What he called «life» included the coexistence of rooms, their interaction with each other, and how I treated each of the rooms, including the office. How she reacted to the “needs” of the premises (cleaned, decorated, repaired, called the emergency service). She allowed them to live their own lives, the life of this particular room, and not another.
So Sergei used the place of analysis to project and work through the internal conflict associated with his own identity.
plant life
Plants in the analytic space quickly become symbols of life and its problems. At first they are perceived by the patient as elements completely dissolved in the environment, but gradually become the subject of discussion.
I think each of us has met people who take time to distinguish a plant from a piece of furniture, a real plant from an artificial one. It is the «artificial» character of the analytic situation that is often first associated with the fantasy that the analytic plants are fake.
The growth of a plant that occurs in front of a patient lying on a couch can be invisible to him and at the same time puzzle him. Thus he denies him continuity of development: when the bud he saw three times a week becomes a flower, he may begin to ask, “Where did these flowers come from? Did you specifically tie them to the branches?” Thus the patient essentially rejects the distinction between an object endowed with life and a lifeless object.
Marina
A twenty-five-year-old woman was undergoing analysis, including due to «psychogenic» infertility; for her, order comes first, then work, health. My plants never interested her and we never talked about them. At one session, she suddenly remarks in a low, sugary voice that she has already seen several times that I do not immediately put the books in their place in the closet after using them, while the palm tree, on the contrary, is always watered.
She adds that if time is short, it is better to put the books away rather than water the palm tree. I explain that this is impossible, because the palm tree, if you follow her advice, will die, but the book will not. My words bring Marina to insight: the death of all the plants that she had, in her mind, was associated not with a rare and stingy care for them, but, like her barrenness, with an incomprehensible whim of nature.

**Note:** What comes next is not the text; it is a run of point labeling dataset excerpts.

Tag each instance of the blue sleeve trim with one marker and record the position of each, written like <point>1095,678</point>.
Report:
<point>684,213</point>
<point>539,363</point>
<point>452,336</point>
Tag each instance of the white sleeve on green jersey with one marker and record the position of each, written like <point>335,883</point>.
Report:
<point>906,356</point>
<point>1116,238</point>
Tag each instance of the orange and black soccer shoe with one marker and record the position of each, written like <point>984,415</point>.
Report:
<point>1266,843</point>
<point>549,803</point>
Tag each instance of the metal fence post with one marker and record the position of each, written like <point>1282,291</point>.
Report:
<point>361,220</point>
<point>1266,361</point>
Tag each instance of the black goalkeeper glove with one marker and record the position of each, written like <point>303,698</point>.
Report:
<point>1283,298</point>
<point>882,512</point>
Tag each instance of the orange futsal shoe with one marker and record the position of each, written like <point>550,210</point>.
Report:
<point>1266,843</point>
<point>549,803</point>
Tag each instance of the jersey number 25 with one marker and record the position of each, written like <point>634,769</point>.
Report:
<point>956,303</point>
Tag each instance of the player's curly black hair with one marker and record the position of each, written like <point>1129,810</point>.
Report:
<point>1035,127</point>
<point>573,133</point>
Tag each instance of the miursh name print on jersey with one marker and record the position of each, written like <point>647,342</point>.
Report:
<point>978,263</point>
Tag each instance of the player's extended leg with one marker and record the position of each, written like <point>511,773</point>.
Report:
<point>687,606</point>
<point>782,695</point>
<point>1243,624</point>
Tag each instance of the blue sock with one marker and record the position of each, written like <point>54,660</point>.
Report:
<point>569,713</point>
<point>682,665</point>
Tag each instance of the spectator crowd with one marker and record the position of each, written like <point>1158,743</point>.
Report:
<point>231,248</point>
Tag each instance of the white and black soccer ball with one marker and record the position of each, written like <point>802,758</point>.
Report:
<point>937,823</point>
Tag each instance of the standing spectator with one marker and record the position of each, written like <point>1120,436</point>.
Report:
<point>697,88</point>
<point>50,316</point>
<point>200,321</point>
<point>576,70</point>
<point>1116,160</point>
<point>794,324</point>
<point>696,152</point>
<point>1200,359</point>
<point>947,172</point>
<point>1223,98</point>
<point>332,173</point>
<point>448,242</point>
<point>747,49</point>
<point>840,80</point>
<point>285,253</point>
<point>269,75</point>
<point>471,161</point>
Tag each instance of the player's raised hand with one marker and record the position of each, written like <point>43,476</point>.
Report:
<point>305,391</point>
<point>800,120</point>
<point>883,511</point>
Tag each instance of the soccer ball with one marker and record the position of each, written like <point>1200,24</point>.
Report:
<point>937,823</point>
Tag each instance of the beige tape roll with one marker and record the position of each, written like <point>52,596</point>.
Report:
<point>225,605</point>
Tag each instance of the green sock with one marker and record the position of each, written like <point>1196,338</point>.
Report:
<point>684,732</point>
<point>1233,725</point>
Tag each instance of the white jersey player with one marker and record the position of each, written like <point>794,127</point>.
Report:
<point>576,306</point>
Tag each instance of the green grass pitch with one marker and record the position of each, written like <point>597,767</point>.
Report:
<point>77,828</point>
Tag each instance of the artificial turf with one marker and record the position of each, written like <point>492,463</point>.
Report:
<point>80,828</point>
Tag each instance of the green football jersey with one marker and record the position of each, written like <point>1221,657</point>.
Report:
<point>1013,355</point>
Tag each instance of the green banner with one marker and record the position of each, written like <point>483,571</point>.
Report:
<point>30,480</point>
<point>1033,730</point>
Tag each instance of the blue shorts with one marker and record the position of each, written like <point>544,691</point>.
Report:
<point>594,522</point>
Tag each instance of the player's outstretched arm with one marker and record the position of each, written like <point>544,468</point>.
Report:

The water she saw in the pan made her realize the difference between that which is endowed with life and that which does not. This brought Marina back to questions about the quality of maternal care, child-related dependency: anxiety was revealed due to her inability to take care of another, as she was fixated on her complaints.
The symptom «infertility» ceased to mean only a disease of the body. It became a defense against intrusion (of the child) that would force her to abandon the narcissistic stance she considered indispensable when dealing with the aggression of the world in general and the original aggression of her own mother.
These stories show how important it is for the analyst to be attentive to how the elements of the office environment affect the patient. Psychoanalysis is, of course, a place of hearing, but the patient sees and looks too, he uses what he sees in the process of analysis to confirm or refute his fantasies and conjectures.
None of the interior items, not a single sign, no absence of a sign (after all, the absence of a sign is also a sign) can escape being filled with meaning when they resonate with the patient’s story. The place of analysis must offer the patient a satisfactory image in which he can either recognize himself, or make up for his narcissistic shortcomings, or create a representation of his inner mental life.